Moderate poverty refers to living conditions in which basic needs are barely met. This implies that daily needs are met but just an insignificant proportion of the needs. In this sense one could have just enough for today and less than enough for a week or even months.  Relative poverty on the other hand obtains where basic needs can be met to a certain proportion. “Relative poverty is generally construed as a household income level below a given proportion of average national income. The relatively poor in high income countries lack access to cultural goods, entertainment, recreation and to quality health care, education and other prerequisites for upward social mobility” Sachs (2005:20). In other words the individual lacks those needs that could elevate his social and emotional status. Poverty is a human condition characterised by the sustained or chronic deprivation of the resources, capabilities, chances, security and power necessary for the enjoyment of an adequate standard of living and other civil, cultural, political and social rights.
In just seventeen years since the end of the cold war, over 300million human beings have died prematurely from poverty related causes with some 18million more added each year. Much larger numbers of human beings must live in conditions of life threatening poverty that make it very difficult for them to articulate their interests and effectively to fend for themselves and their families.Pogge (2007:51).

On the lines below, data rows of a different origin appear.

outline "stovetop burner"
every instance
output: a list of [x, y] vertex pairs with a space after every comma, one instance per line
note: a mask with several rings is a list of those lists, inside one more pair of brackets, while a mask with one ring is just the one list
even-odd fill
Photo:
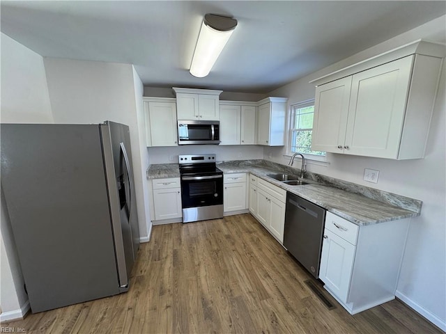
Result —
[[215, 154], [178, 155], [181, 175], [215, 175], [223, 172], [215, 166]]

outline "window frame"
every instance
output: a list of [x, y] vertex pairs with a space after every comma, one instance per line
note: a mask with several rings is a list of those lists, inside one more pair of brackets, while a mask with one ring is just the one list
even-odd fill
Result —
[[[295, 111], [297, 109], [305, 108], [307, 106], [314, 106], [315, 100], [314, 99], [307, 100], [305, 101], [302, 101], [298, 103], [293, 103], [290, 105], [290, 116], [289, 116], [289, 126], [288, 129], [288, 143], [287, 143], [287, 148], [286, 148], [286, 154], [284, 154], [286, 158], [291, 157], [295, 152], [291, 151], [291, 148], [293, 146], [293, 138], [294, 137], [294, 134], [297, 132], [297, 129], [295, 127]], [[302, 130], [302, 129], [301, 129]], [[305, 130], [310, 130], [310, 129], [305, 129]], [[313, 128], [312, 127], [312, 134], [313, 131]], [[325, 152], [325, 155], [317, 155], [313, 154], [312, 153], [304, 153], [298, 152], [298, 153], [302, 153], [304, 154], [304, 157], [306, 159], [308, 160], [314, 160], [316, 161], [326, 161], [327, 154]]]

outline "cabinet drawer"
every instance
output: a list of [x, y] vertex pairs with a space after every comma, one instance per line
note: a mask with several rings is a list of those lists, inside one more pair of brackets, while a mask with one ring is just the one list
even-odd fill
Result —
[[277, 186], [260, 178], [257, 179], [257, 186], [281, 202], [284, 203], [286, 202], [286, 191], [285, 189], [279, 188]]
[[257, 179], [258, 177], [256, 175], [249, 174], [249, 185], [257, 186]]
[[168, 188], [180, 188], [179, 177], [169, 179], [154, 179], [152, 180], [152, 186], [154, 189], [167, 189]]
[[325, 228], [336, 235], [348, 241], [352, 245], [356, 245], [359, 226], [350, 221], [346, 221], [331, 212], [327, 212], [325, 216]]
[[226, 184], [238, 182], [246, 182], [246, 173], [223, 175], [223, 183]]

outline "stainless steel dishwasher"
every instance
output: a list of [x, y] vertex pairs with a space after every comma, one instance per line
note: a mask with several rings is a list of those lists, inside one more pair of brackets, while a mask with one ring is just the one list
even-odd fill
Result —
[[286, 193], [284, 246], [316, 278], [319, 276], [325, 209]]

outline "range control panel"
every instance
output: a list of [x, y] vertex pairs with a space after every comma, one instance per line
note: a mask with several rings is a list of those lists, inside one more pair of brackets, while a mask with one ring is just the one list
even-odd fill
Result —
[[178, 164], [203, 164], [215, 162], [215, 154], [178, 155]]

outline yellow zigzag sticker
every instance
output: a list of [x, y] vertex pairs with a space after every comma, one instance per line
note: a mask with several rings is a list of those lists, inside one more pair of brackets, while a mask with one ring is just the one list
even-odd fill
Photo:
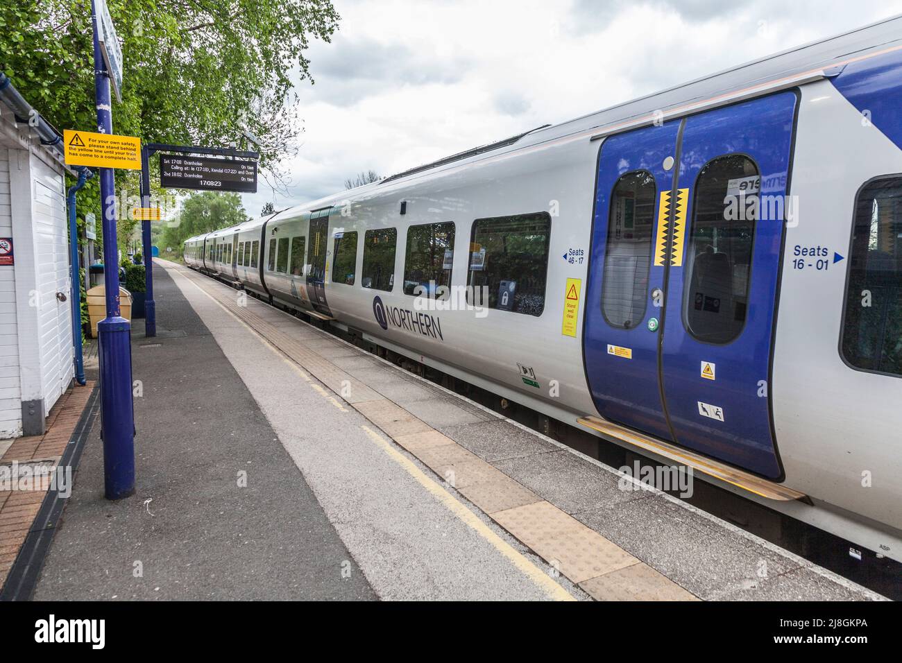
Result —
[[[670, 232], [671, 192], [661, 191], [658, 206], [658, 235], [655, 241], [655, 265], [663, 266], [669, 262], [673, 267], [683, 264], [683, 239], [686, 235], [686, 203], [689, 189], [676, 190], [676, 207], [673, 210], [673, 234]], [[672, 240], [672, 241], [671, 241]]]

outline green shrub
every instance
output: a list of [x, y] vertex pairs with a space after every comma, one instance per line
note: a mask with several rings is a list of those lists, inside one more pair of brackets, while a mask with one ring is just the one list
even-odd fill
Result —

The principle of humanity is the major basis of the proposal for the regarding of poverty as a violation of human rights.To ascertain if poverty is a violation of human rights we should begin first by outlining in detail what poverty entails conceptually and in existential reality. In doing so, we will not be able to hide or run away from the truth that, poverty undermines the individual’s humanity, inherent dignity and in more severe cases right to life. The categorisation of poverty therefore as a violation of human rights according to Thomas Pogge, will be applauded and encouraged by everyone who recognizes the horrendous realities of widespread extreme poverty of the sort experienced by over a fifth of the world’s population.


   Approaching poverty through the prism of human rights is to lift it from the status of a social problem to that of a moral catastrophe Pogge (2007:56).  This view of poverty helps to strike out the idea from people’s minds that poverty is merely unfortunate and install the idea that it is a creation of certain avoidable and controllable socio-political and economic circumstances and factors. If we can widely accept that torture is a violation of human rights as enshrined in the International Covenant on Civil and Political Rights (ICCPR) of the UNDHR without raising any eyebrows, then we should not hesitate to accept that poverty is also a violation of human rights because even poverty itself is a kind of torture. It is only when we try to politicise human rights by ascribing some things as rights and some as not, based on what we feel or what interests us that we fail to accept that poverty is a human right violation. The categorisation of poverty as a human right violation gives or equips us with a new weapon with which to tackle and eliminate poverty. The need for this kind of new approach is necessary seeing that despite the economic activities of growth and development plans by various governments today, poverty is increasing instead of decreasing. In some quarters the political and economic measures themselves constitutes a boost to poverty or help create new poverty. Economic measures instead of lifting people out of poverty are ushering them into new dimensions of poverty.
If the fundamental tenet of human rights is the upholding of human dignity, then to throw away the idea of poverty as a violation of human rights from the human rights discourse would be to indirectly throw out the very substance of human rights itself as poverty strips human beings of their human dignity. Sane gives the practical implication of viewing poverty as a human right violation, “by treating poverty as a violation of human right we are in effect encouraging the institutionalization of social and economic rights so that courts not governments will be given the tasks of setting minimum welfare standards in these areas, avoiding legislation that they consider increases or fails to decrease the incidence and degree of poverty” pogge (2007:57).